The two issue rule has no application, in my view, where as here there is one liability theory (negligence) and the defense theories are “not proven” and “assumption of the risk.” That the jury may have returned a defense verdict upon a finding that Dr. Raut was not negligent rather than on the erroneous assumption of the risk defense should not affect the Coles’ right to an appeal and a reversal. Since the appellate court has no basis upon which to determine whether the defense verdict rests on the jury’s decision that the Coles failed in their proof or upon a finding that Mrs. Cole assumed the risk, in my view, the Coles have demonstrated the requisite prejudice entitling them to a new trial. The majority, I fear, has unwittingly resurrected the same perversion of the “two issue rule” that it soundly rejected in Anderson v. S.C. Dep’t of Highways & Pub. Transp., 322 S.C. 417, 421, 472 S.E.2d 253, 255 (1996)(rejecting Court of Appeals’ misapplication of the two issue rule, in part “because [if] the jury’s general verdict could potentially be upheld anytime it was susceptible of two or more constructions, there would be no incentive for trial courts to correct such errors. . . . “).

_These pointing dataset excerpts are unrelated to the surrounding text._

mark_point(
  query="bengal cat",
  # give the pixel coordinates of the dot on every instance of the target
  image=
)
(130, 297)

I believe the Coles established the requisite prejudice from the improper
assumption of the risk and since the “two issue rule” does not apply, I would
affirm the decision of the Court of Appeals reversing and remanding the matter
for a new trial.
 At the time of Kyle’s birth, Chester Memorial Hospital contained two operating rooms with in-house surgery crews available daily to perform scheduled procedures during set hours of operation. Outside of the regular hours of operation, a single standby surgical crew remained available on an on-call basis in the event that a surgical emergency arose during this time.

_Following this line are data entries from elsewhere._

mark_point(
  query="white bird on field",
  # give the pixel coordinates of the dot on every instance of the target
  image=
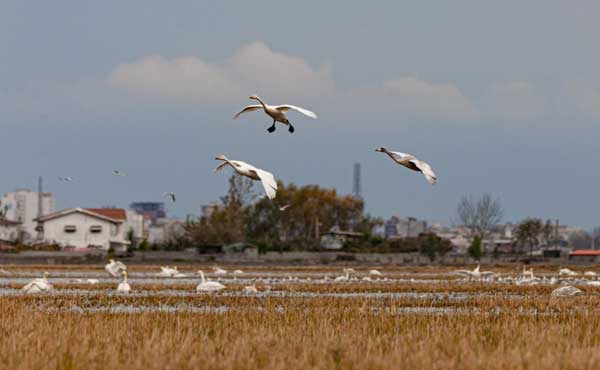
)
(566, 291)
(170, 195)
(567, 272)
(475, 274)
(124, 285)
(207, 285)
(115, 267)
(219, 271)
(38, 285)
(276, 112)
(248, 170)
(410, 162)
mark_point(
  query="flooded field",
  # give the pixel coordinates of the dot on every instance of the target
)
(300, 317)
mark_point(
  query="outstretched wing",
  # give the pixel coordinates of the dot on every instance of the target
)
(268, 181)
(250, 108)
(284, 108)
(426, 170)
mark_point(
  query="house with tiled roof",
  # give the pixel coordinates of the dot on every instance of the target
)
(89, 227)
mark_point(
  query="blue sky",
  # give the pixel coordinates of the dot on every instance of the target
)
(499, 97)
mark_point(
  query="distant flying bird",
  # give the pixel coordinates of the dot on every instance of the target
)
(276, 112)
(124, 286)
(248, 170)
(115, 267)
(170, 195)
(410, 162)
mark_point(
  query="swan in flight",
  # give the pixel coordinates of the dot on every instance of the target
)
(114, 267)
(248, 170)
(566, 291)
(207, 285)
(170, 195)
(38, 285)
(124, 285)
(475, 274)
(410, 162)
(276, 112)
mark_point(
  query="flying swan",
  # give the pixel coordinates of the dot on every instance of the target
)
(248, 170)
(276, 112)
(410, 162)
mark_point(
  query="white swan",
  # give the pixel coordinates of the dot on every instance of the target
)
(38, 285)
(114, 267)
(276, 112)
(124, 285)
(567, 272)
(566, 291)
(475, 274)
(207, 285)
(248, 170)
(410, 162)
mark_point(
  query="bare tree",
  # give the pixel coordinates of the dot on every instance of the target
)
(479, 216)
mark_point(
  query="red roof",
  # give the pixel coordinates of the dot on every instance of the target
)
(585, 252)
(114, 213)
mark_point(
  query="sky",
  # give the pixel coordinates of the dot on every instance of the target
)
(499, 97)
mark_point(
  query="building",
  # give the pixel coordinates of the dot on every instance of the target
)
(410, 227)
(149, 210)
(22, 206)
(92, 227)
(9, 230)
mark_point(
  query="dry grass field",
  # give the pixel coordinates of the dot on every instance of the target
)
(354, 325)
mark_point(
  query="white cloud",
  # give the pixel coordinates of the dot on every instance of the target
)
(584, 97)
(413, 96)
(254, 68)
(513, 100)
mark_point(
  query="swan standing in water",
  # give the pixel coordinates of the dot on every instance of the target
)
(207, 285)
(38, 285)
(412, 163)
(114, 267)
(124, 285)
(248, 170)
(276, 112)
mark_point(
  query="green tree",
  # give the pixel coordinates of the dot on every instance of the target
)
(475, 251)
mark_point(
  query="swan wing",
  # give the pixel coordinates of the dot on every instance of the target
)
(268, 181)
(284, 108)
(250, 108)
(426, 170)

 This Court effectively abolished the affirmative defense of assumption of the risk in Davenport v. Cotton Hope Plantation, holding that the doctrine had been largely subsumed by the law of comparative negligence. 333 S.C. 71, 88, 508 S.E.2d 565, 574 (1998). However, the cause of action in the instant case arose prior to Davenport and the validity of the defense in that regard is not challenged on appeal.

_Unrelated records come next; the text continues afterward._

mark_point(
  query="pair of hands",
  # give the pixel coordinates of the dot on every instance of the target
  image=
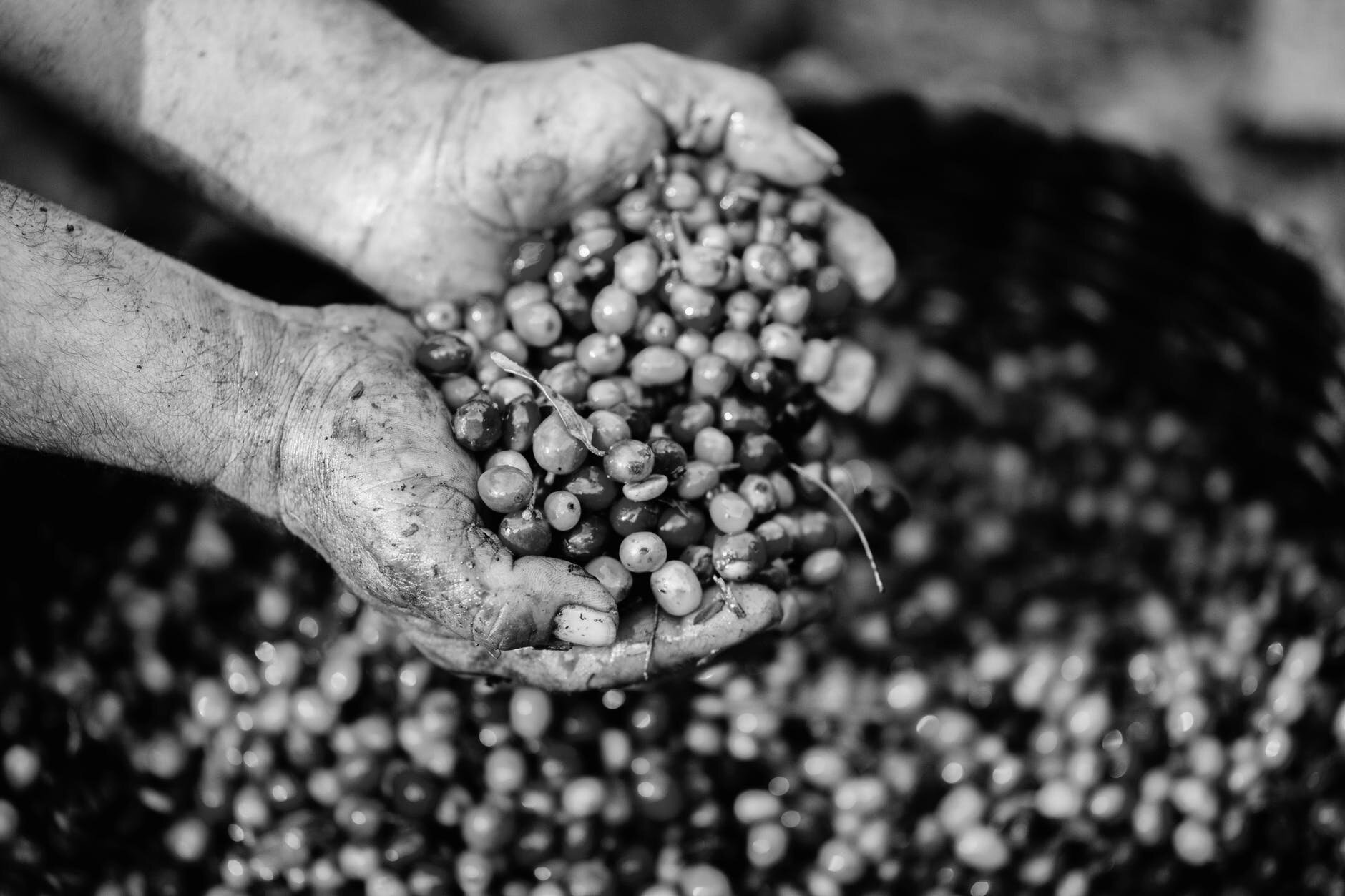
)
(369, 473)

 Neither party disputes that the negligence claim was properly submitted to the jury.
 Unlike the majority, I do not read Hussman Refrigerator & Supply Co. v. Cash & Carry Grocer, Inc., 134 S.C. 191, 132 S.E.173 (1926) as involving the application of the two issue rule, but rather as holding that where a party interposes no timely objection, a general verdict for the other party disposes of all claims and counterclaims. Huffman is not a case where a party failed to challenge on appeal all the grounds upon which the jury’s verdict might rest, but rather one where a party’s failure at trial to timely object to the form of the verdict precluded further relief. Anderson v. West, 270 S.C. 184, 241 S.E.2d 551 (1978), also cited by the majority, actually supports my view that the rule is properly invoked only where the appellant fails to challenge all the theories upon which the jury verdict might rest.